En tant que Bureau d’études spécialisé dans les relations avec les Pouvoirs locaux, A&T Efficiency est amené à brasser un large panel de thématiques en relation avec l’action de terrain. A cette fin, nous engageons régulièrement le dialogue avec des professionnels pour faire avec eux le point sur une question stratégique qui mobilise des compétences à tous les niveaux.

Pour entamer cette série, nous avons choisi une dynamique ô combien transversale et stratégique – la sécurité – au travers du témoignage de Catherine Delcourt, Commissaire d’arrondissement et candidate au scrutin du 9 juin prochain. Quel regard pose-t-elle sur l’évolution des différents métiers impliqués ? Quels sont les défis à relever ? Pourquoi investir dans nos politiques de sécurité ? Autant de questions, et bien d’autres, qui ont été abordées sans langue de bois.

La sécurité concerne la technique, mais surtout l’humain

En assistant à un événement sportif ou culturel, on est souvent bien loin d’imaginer les ressources qui ont été mobilisées en amont pour en assurer la sécurité. L’analyse de risque est, en effet, un point essentiel pour que les autorités marquent leur accord. Les professionnels des différentes disciplines disposent chacun de leurs propres techniques et référentiels pour analyser chaque dossier … dans le meilleur des cas.

Car ces dernières années ont été marquées par de nombreuses crises, de la pandémie aux attentats, en passant par les inondations désastreuses de 2021.

« Nous n’avons pas toujours le temps ni les éléments pour tout analyser, il faut agir rapidement. Le pire n’est pas la mauvaise décision mais l’absence de décision. »

Catherine Delcourt

Et c’est là que l’humain intervient. L’urgence est de délimiter le périmètre d’action, mobiliser les ressources nécessaires et avancer dans l’intérêt général : il faut arrêter de parler et agir. En ce sens, les situations de crises évoquées par Catherine Delcourt ont été riches d’enseignements pour elle comme pour tous les acteurs concernés, et leur évaluation a abouti à des avancées soulignées par notre interlocutrice, comme la mise en place du Livre blanc sur la gestion de crise et le développement du nouvel outil Paragon.

Mais le travail n’est pas fini : c’est ce que, souligne Catherine Delcourt, les recommandations du Livre blanc n’ont pas encore été concrétisées en action législative !

Le travail des acteurs de terrain, en première ligne pour répondre aux urgences, gagnerait également à bénéficier d’une véritable codification de toutes les procédures applicables, estime Catherine Delcourt, une codification qui doit être pensée et rédigée pour être directement compréhensible et applicable, précisément quand le temps manque. Car, quand on a les pieds dans l’eau ou dans la boue, c’est le « comment » qui est important.

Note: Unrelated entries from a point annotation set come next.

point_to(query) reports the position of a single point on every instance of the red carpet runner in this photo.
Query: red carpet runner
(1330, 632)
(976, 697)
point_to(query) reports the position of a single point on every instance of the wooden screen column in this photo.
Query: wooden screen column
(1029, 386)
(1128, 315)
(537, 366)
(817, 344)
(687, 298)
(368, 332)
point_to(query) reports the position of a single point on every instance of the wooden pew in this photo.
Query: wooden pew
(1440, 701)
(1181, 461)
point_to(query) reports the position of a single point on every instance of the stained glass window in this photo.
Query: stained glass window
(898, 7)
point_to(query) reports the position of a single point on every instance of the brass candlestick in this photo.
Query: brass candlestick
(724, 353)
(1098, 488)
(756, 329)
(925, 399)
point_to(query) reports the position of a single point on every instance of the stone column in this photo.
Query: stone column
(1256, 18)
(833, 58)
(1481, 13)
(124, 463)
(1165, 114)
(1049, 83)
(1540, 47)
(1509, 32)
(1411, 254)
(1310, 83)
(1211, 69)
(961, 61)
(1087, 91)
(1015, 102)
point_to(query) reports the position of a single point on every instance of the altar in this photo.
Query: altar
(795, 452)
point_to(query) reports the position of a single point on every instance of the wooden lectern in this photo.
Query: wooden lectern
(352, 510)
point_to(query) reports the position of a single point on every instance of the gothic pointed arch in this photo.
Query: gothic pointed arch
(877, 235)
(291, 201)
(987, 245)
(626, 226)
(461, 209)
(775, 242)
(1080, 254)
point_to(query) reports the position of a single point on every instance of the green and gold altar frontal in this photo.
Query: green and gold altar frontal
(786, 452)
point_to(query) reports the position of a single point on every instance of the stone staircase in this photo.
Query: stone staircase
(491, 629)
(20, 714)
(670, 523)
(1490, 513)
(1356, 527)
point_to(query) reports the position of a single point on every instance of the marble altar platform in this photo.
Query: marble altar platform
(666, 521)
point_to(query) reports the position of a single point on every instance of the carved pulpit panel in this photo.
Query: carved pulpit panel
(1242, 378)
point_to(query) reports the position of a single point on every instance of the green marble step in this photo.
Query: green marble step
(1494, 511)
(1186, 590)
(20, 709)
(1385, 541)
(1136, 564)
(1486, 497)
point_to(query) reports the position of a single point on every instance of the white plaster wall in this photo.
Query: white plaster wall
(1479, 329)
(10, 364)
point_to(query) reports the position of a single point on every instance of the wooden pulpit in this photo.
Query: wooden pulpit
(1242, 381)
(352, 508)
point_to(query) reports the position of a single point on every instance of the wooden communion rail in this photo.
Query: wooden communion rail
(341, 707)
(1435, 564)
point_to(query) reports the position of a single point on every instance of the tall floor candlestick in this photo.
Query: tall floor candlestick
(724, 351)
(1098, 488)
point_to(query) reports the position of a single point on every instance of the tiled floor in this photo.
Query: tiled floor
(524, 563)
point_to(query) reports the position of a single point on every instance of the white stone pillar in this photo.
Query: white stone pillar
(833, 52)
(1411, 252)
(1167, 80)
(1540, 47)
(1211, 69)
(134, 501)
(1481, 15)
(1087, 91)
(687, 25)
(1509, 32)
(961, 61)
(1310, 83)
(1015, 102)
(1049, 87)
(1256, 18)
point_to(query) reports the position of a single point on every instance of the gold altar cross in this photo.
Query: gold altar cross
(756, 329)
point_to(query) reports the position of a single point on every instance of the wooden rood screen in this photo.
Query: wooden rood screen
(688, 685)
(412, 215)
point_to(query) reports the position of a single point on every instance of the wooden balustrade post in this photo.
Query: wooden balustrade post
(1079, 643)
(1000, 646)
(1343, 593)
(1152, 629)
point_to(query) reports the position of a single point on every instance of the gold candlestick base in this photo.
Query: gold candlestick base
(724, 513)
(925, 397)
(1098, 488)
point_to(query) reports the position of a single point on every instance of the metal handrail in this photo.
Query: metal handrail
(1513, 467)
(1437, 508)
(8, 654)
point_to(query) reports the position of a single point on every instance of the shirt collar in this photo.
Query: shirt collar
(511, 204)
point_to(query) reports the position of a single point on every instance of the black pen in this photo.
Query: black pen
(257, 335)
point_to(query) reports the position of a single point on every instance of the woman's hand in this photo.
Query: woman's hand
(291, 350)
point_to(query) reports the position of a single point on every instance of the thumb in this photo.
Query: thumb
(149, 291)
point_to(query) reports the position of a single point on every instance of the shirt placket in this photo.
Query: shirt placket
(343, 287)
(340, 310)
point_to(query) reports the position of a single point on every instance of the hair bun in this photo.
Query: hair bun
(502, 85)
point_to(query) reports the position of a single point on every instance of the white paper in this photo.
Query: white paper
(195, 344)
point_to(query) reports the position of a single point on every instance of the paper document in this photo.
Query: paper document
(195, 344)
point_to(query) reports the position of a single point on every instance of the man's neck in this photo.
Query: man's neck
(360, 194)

« Derrière la technique, les procédures, il y a l’humain. »

Catherine Delcourt

L’importance de l’échelon local, de la première ligne : « Sur le terrain, les zones de police, mandataires et PlanU charbonnent ».

La première ligne et sa capacité de réaction sont donc essentielles.

Or, ces dernières années, le renforcement des moyens a surtout bénéficié au niveau fédéral, estime notre interlocutrice, avec notamment le centre national de crise. Par contre, le local (Zones de police, PlanU, etc.) doit continuer, selon Catherine Delcourt, à se débrouiller avec les moyens du bord. Or, sur le terrain, les différents acteurs « se dépensent sans compter ».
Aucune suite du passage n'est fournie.